Dez anos depois, a Relatora Especial das Nações Unidas sobre Violência contra Mulheres, Rashida Manjoo, em seu relatório sobre as causas e consequências [14] desse mal, apontou a necessidade de uma abordagem holística para reconhecer o direito de toda a mulher a viver livre de violência e descriminação, entendendo que toda violência por ela sofrida é um ato de discriminação, especialmente quando voltadas para grupos de mulheres lidas enquanto não integrantes do conceito hegemônico de feminilidade, seja por seu pertencimento racial ou por questão socioeconômica. Para a relatora, a natureza sistemática da violência contra mulheres, especialmente quando racializada, é elemento central para que a questão não receba a atenção devida.

Revista vexatória: prática que merece ser proibida, sem exceções

A compreensão deste contexto nacional e geral da violência contra mulher e sua naturalização é especialmente importante em relação à revista vexatória, não só para explicar por que ela acontece e é naturalizada, mas também para indicar os riscos de se abrir exceções a seu uso.

A base do voto do ministro Alexandre de Moraes no ARE 959620 indica a possibilidade de se abrir exceções para prática de revista íntima, quando não houver aparelhos de scanner corporal, ou quando houver fundada suspeita. No entanto, no cenário de violência crônica contra a mulher e a população negra, não há dúvidas que a exceção ao uso da revista vexatória se tornará regra, seja porque as unidades não terão scanners corporais, seja porque os agentes dirão que havia “fundada suspeita”.

Não à toa, a pesquisa da Rede de Justiça Criminal atestou a manutenção da prática anos depois de sua proibição em São Paulo, relato esse reforçado por uma pesquisa de 2021 [15] feita pela mesma Rede em conjunto com a Agenda Nacional pelo Desencarceramento.

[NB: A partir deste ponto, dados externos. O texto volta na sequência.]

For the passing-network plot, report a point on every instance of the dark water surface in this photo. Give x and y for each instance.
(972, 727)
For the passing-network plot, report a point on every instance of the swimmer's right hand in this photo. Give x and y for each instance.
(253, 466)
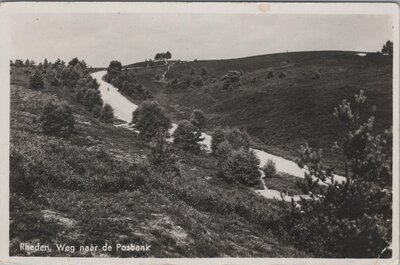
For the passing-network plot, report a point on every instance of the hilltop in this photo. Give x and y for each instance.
(279, 112)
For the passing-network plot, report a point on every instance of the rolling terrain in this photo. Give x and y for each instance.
(95, 187)
(280, 113)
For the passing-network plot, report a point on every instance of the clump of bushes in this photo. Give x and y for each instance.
(282, 74)
(269, 169)
(57, 118)
(197, 82)
(231, 80)
(162, 156)
(187, 136)
(198, 118)
(238, 166)
(36, 81)
(316, 75)
(107, 114)
(236, 163)
(352, 219)
(149, 119)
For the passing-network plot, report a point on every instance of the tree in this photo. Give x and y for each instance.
(218, 136)
(231, 80)
(162, 156)
(114, 67)
(168, 55)
(36, 81)
(240, 166)
(187, 136)
(107, 114)
(350, 219)
(150, 119)
(198, 118)
(73, 62)
(269, 169)
(57, 118)
(388, 48)
(91, 98)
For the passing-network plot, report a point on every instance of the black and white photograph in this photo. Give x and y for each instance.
(200, 130)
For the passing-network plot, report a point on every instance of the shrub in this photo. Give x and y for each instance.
(218, 136)
(352, 219)
(241, 166)
(162, 156)
(269, 169)
(198, 82)
(150, 118)
(187, 136)
(198, 118)
(36, 81)
(107, 114)
(231, 80)
(316, 75)
(96, 111)
(57, 118)
(91, 98)
(237, 138)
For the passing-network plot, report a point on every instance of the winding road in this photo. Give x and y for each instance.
(123, 109)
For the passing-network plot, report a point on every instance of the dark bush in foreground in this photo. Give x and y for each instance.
(352, 219)
(150, 119)
(107, 114)
(57, 118)
(187, 136)
(240, 166)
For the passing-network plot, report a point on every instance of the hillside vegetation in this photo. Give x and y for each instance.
(96, 186)
(283, 99)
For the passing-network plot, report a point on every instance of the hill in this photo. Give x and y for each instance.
(96, 186)
(292, 106)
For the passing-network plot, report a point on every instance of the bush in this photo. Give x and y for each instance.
(316, 75)
(57, 118)
(235, 137)
(231, 80)
(269, 169)
(162, 156)
(198, 82)
(36, 81)
(187, 136)
(150, 119)
(241, 166)
(352, 219)
(198, 118)
(107, 114)
(218, 136)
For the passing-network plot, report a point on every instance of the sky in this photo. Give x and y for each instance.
(100, 38)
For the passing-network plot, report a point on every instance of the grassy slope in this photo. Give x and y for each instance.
(282, 113)
(191, 216)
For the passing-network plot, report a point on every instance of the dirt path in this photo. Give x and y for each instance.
(123, 109)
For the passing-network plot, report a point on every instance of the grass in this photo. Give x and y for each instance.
(94, 187)
(282, 113)
(282, 181)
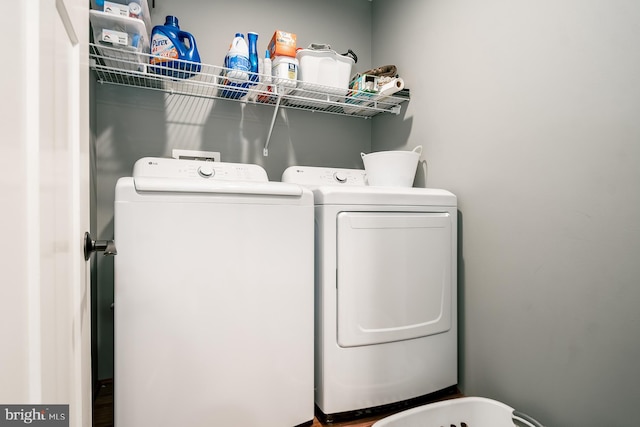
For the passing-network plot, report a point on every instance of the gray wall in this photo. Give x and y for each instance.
(528, 111)
(132, 123)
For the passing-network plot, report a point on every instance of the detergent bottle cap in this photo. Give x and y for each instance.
(171, 20)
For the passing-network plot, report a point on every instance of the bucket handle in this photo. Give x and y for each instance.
(417, 150)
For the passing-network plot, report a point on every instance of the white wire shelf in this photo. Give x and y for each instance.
(126, 67)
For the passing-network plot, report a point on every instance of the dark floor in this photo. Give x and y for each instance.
(103, 408)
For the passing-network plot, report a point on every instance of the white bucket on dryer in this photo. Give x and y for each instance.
(392, 168)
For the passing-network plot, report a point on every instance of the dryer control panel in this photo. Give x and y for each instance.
(311, 175)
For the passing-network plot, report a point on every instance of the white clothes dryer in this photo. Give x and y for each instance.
(213, 297)
(385, 291)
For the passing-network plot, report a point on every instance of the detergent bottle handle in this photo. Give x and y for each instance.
(182, 35)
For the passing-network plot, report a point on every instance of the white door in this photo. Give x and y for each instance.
(394, 276)
(44, 165)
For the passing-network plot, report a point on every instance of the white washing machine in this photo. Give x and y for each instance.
(385, 293)
(213, 297)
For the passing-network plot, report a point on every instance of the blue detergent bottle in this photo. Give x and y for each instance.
(173, 49)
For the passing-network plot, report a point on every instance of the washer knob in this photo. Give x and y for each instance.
(340, 177)
(206, 170)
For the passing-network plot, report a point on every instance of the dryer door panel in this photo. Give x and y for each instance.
(394, 276)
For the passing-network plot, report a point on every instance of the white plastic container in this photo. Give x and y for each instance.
(284, 71)
(324, 67)
(470, 411)
(132, 8)
(237, 59)
(391, 168)
(122, 40)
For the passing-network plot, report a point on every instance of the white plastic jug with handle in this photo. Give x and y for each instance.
(237, 60)
(392, 168)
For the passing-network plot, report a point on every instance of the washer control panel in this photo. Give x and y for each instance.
(311, 175)
(157, 167)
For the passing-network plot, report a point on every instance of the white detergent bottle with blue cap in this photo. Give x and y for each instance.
(237, 60)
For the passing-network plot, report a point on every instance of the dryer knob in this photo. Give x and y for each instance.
(206, 171)
(340, 177)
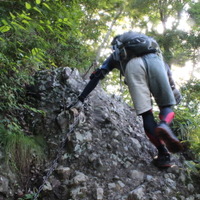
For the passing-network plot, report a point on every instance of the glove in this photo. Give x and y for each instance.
(177, 95)
(77, 104)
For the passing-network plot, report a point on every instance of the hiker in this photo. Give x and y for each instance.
(139, 59)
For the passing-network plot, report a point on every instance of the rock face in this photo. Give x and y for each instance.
(106, 157)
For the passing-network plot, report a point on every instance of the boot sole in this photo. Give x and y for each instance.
(173, 144)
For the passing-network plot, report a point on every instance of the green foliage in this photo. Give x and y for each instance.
(21, 151)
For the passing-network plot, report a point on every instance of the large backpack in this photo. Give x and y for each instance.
(132, 44)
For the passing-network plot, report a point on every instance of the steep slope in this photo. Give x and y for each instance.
(107, 156)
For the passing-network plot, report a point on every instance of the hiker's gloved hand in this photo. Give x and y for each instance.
(76, 104)
(177, 95)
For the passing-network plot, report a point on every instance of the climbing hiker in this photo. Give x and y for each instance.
(139, 59)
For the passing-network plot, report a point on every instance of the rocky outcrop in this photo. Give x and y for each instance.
(106, 157)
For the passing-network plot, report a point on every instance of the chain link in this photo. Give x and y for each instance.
(59, 154)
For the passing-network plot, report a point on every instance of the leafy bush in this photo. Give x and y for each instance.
(21, 151)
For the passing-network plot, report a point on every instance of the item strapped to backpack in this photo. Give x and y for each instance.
(132, 44)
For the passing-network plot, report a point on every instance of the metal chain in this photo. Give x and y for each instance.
(55, 161)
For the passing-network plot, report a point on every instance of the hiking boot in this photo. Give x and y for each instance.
(164, 132)
(162, 161)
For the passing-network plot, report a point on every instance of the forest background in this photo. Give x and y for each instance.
(44, 34)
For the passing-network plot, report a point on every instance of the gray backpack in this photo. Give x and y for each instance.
(132, 44)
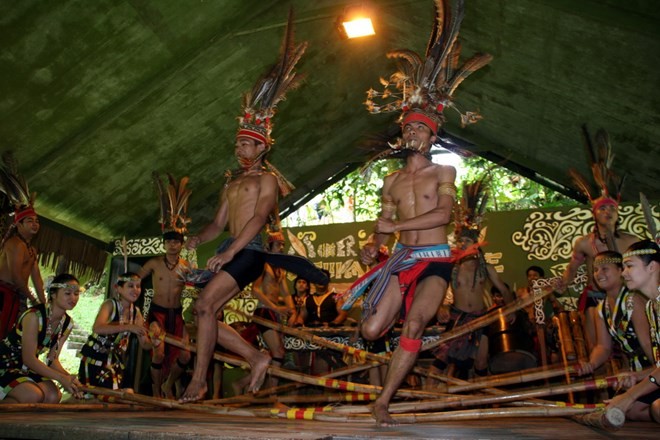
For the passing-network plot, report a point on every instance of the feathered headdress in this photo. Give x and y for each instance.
(600, 159)
(259, 104)
(14, 186)
(275, 234)
(470, 209)
(422, 88)
(649, 218)
(173, 198)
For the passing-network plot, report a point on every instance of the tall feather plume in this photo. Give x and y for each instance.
(468, 68)
(601, 157)
(425, 85)
(581, 182)
(272, 87)
(409, 63)
(441, 49)
(12, 183)
(648, 217)
(163, 199)
(173, 200)
(471, 207)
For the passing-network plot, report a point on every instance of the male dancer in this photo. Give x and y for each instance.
(165, 313)
(248, 200)
(416, 204)
(18, 257)
(605, 235)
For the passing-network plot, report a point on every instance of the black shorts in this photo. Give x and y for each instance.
(267, 314)
(246, 267)
(436, 268)
(651, 397)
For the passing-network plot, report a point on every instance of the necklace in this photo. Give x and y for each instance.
(31, 250)
(120, 311)
(50, 330)
(170, 266)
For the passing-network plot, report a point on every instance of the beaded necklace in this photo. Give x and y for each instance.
(50, 331)
(31, 251)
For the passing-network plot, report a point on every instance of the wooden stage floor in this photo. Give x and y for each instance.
(172, 424)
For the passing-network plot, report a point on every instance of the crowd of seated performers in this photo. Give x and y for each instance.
(30, 371)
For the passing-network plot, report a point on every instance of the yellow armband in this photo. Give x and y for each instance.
(388, 205)
(447, 189)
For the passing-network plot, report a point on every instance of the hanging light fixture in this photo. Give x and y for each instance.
(355, 22)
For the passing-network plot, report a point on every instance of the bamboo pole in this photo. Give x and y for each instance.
(310, 380)
(473, 414)
(312, 398)
(275, 390)
(517, 377)
(611, 419)
(478, 400)
(486, 319)
(322, 342)
(53, 407)
(129, 396)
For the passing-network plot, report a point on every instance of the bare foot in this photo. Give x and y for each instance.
(382, 415)
(196, 391)
(258, 375)
(166, 388)
(238, 386)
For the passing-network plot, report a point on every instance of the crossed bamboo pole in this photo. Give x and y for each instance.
(323, 382)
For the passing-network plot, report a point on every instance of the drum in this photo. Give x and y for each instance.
(510, 348)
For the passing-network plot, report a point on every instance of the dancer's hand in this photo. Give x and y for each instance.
(584, 367)
(193, 242)
(216, 262)
(385, 226)
(71, 384)
(368, 254)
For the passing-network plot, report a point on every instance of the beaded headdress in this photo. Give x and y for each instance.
(470, 209)
(15, 188)
(173, 199)
(599, 261)
(259, 104)
(422, 88)
(608, 184)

Assim, afirmar que a falta, quebra ou a não aquisição de scanners pode autorizar, em caso de “fundada suspeita”, a prática da revista vexatória é o mesmo que liberá-la novamente a nível nacional. A maioria das unidades prisionais já possui sofisticados aparelhos de scanner corporal e, ainda assim, realiza a revista vexatória. É dever do Estado assegurar que eles estejam em funcionamento e a sua utilização como único método de inspeção em visitantes, sem brechas para excepcionalidades que, não raro, se tornarão regras, baseadas em estereótipos de gênero e no perfilamento racial.

Em síntese, a decisão do STF pode banalizar — sob uma alegada excepcionalidade — a prática de uma verdadeira tortura contra mulheres.